Jed Lowrie and Chris Young Not Hesitating to Show Their Value to Oakland A's

D.J. O'ConnorSenior Analyst IIIApril 4, 2013

OAKLAND, CA - APRIL 03:  Jed Lowrie #8 of the Oakland Athletics hits a solo home run against the Seattle Mariners in the seventh inning at Coliseum on April 3, 2013 in Oakland, California.  (Photo by Thearon W. Henderson/Getty Images)
Thearon W. Henderson/Getty Images

The two biggest acquisitions by the Oakland A's this past offseason have not hesitated to show the Oakland A's what they are capable of.

In the first four games of the 2013 season, the A's saw just how important Jed Lowrie (acquired via trade from Houston) and Chris Young (acquired via trade with Arizona) are to the success of the A's as they defend the division title.

After losing the first two games to the Seattle Mariners, Manager Bob Melvin inserted Young into the lineup.  The A's are 2-0 when Lowrie and Young start together.

Lowrie, in 13 at-bats, has four doubles, a home run and three runs batted in.  Young, in six at-bats, has a double, a walk and hit a home run which came in his first game starting for Oakland.

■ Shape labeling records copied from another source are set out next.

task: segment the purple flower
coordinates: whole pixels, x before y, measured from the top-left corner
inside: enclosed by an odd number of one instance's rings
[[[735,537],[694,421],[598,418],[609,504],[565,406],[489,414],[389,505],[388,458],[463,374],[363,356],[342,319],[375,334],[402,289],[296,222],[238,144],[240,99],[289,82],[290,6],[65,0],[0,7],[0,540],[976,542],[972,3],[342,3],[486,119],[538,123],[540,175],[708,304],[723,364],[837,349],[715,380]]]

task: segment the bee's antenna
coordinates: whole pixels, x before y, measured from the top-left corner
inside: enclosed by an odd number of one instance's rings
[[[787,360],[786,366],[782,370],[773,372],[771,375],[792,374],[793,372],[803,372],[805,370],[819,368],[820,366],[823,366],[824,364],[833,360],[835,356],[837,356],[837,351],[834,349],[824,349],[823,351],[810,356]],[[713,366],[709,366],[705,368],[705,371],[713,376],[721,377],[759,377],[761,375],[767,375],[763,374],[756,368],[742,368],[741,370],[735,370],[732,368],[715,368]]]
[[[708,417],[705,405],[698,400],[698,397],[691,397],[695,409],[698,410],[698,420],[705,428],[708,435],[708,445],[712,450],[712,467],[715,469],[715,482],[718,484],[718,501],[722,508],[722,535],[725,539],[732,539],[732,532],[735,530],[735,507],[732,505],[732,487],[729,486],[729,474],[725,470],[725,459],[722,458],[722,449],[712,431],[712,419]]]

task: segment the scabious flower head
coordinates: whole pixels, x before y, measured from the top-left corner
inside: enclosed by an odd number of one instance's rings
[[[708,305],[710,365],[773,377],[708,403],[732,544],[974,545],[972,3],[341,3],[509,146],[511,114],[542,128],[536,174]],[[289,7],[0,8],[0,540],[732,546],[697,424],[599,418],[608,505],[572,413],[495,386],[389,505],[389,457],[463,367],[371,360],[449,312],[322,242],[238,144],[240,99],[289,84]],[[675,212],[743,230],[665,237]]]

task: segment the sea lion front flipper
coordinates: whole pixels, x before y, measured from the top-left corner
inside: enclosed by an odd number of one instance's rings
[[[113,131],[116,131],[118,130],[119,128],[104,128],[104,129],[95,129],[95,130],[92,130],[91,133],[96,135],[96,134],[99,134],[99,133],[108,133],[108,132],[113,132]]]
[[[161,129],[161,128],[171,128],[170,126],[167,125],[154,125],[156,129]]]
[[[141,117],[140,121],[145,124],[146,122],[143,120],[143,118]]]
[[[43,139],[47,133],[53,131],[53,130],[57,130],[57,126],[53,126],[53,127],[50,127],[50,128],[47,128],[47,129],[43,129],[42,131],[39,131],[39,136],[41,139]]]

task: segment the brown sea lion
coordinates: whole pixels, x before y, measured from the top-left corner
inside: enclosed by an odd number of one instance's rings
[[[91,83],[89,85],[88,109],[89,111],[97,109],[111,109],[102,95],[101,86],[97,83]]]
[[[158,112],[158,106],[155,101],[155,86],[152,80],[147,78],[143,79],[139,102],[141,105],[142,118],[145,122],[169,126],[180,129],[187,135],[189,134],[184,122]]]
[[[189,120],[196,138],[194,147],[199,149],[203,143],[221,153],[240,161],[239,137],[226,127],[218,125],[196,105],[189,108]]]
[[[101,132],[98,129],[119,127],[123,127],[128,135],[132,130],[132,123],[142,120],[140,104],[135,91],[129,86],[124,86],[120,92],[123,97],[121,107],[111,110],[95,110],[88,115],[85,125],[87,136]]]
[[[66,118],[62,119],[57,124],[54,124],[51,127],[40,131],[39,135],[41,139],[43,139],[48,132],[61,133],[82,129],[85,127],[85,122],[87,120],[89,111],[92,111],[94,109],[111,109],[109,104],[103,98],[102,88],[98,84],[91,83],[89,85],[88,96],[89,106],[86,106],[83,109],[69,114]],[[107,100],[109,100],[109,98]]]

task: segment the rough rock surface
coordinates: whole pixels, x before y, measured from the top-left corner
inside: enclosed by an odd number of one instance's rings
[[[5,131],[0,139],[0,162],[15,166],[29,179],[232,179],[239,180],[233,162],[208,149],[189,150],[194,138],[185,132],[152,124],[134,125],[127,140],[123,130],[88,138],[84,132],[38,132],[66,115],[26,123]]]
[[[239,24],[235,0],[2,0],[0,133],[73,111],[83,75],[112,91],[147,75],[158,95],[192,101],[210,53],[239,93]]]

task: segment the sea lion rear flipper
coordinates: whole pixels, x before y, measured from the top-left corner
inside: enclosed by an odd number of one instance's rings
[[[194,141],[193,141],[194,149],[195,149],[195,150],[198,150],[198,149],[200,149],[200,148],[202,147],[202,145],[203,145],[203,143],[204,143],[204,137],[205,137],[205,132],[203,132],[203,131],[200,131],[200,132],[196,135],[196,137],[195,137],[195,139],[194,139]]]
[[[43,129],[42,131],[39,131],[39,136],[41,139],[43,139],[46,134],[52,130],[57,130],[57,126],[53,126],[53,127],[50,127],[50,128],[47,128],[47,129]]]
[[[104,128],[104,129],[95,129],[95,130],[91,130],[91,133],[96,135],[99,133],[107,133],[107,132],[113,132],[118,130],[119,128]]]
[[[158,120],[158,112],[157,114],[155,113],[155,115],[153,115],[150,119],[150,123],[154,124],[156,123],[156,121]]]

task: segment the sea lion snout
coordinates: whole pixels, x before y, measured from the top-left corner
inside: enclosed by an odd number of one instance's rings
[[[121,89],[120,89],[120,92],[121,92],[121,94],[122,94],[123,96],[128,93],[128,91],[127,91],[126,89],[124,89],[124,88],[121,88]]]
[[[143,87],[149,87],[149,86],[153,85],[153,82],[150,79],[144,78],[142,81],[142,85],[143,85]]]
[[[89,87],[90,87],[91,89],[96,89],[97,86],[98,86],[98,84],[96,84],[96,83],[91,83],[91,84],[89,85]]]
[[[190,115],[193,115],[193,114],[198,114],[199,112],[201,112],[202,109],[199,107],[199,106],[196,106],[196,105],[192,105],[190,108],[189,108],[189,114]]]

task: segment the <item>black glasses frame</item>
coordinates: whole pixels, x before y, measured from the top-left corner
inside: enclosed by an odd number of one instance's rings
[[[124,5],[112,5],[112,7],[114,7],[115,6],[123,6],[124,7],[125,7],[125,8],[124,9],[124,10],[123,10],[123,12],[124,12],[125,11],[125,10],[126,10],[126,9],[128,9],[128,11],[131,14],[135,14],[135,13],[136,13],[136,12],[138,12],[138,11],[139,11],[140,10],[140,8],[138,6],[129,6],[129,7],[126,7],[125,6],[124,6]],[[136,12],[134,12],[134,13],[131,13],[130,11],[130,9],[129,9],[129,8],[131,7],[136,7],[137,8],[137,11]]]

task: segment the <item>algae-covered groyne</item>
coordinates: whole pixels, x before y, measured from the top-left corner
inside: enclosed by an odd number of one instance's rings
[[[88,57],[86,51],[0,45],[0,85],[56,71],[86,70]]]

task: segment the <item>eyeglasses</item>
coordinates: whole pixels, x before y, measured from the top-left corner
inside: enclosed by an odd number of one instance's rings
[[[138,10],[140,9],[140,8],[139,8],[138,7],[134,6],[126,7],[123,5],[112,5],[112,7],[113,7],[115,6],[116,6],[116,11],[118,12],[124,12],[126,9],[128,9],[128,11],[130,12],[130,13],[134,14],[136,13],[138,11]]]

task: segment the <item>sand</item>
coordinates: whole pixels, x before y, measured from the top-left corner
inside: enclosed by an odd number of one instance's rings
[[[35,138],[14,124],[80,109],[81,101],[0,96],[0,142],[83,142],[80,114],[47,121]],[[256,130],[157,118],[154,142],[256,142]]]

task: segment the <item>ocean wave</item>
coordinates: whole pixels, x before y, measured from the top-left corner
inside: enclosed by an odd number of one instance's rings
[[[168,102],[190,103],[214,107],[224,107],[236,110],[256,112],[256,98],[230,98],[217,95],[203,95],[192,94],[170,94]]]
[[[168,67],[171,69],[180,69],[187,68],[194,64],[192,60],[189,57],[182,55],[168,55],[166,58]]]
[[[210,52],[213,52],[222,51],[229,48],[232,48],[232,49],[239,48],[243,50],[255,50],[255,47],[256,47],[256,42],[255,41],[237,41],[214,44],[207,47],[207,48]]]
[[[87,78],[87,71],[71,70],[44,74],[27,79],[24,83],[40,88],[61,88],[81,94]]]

Back in spring, there were questions about whether or not these guys, particularly Young, would be able to squeeze playing time out from the incumbent players.

They have both shown why they should be getting a fair share of at-bats.

Lowrie was assisted by Hiroyuki Nakajima's injury in getting a roster spot.  With how Lowrie is playing, though, Nakajima may find himself playing at Triple-A Sacramento when he returns.

As for Young, the A's have a healthy outfield with Coco Crisp, Yoenis Cespedes, Josh Reddick and Seth Smith.  Young has had to compete with that foursome, and he has done well.  Young played so well in his first game that he managed to push Cespedes to the DH spot for Young to get more playing time in the field.

This is exactly how the A's had to be hoping this would play out.  With Young in the starting lineup playing the way he is, you would never know he was the fifth man of the group.  The A's will have a great rotation in the outfield to keep everybody involved fresh and avoid fatigue.

Lowrie has been the Young version of the infield.  Lowrie has come from behind everybody else to earn his playing time.  The A's do have two infielders on the DL in Nakajima and Adam Rosales, but when the two return, they will likely be benched in favor of Lowrie.

Young and Lowrie came into Oakland in search of a role on the team.  I think they have both found one.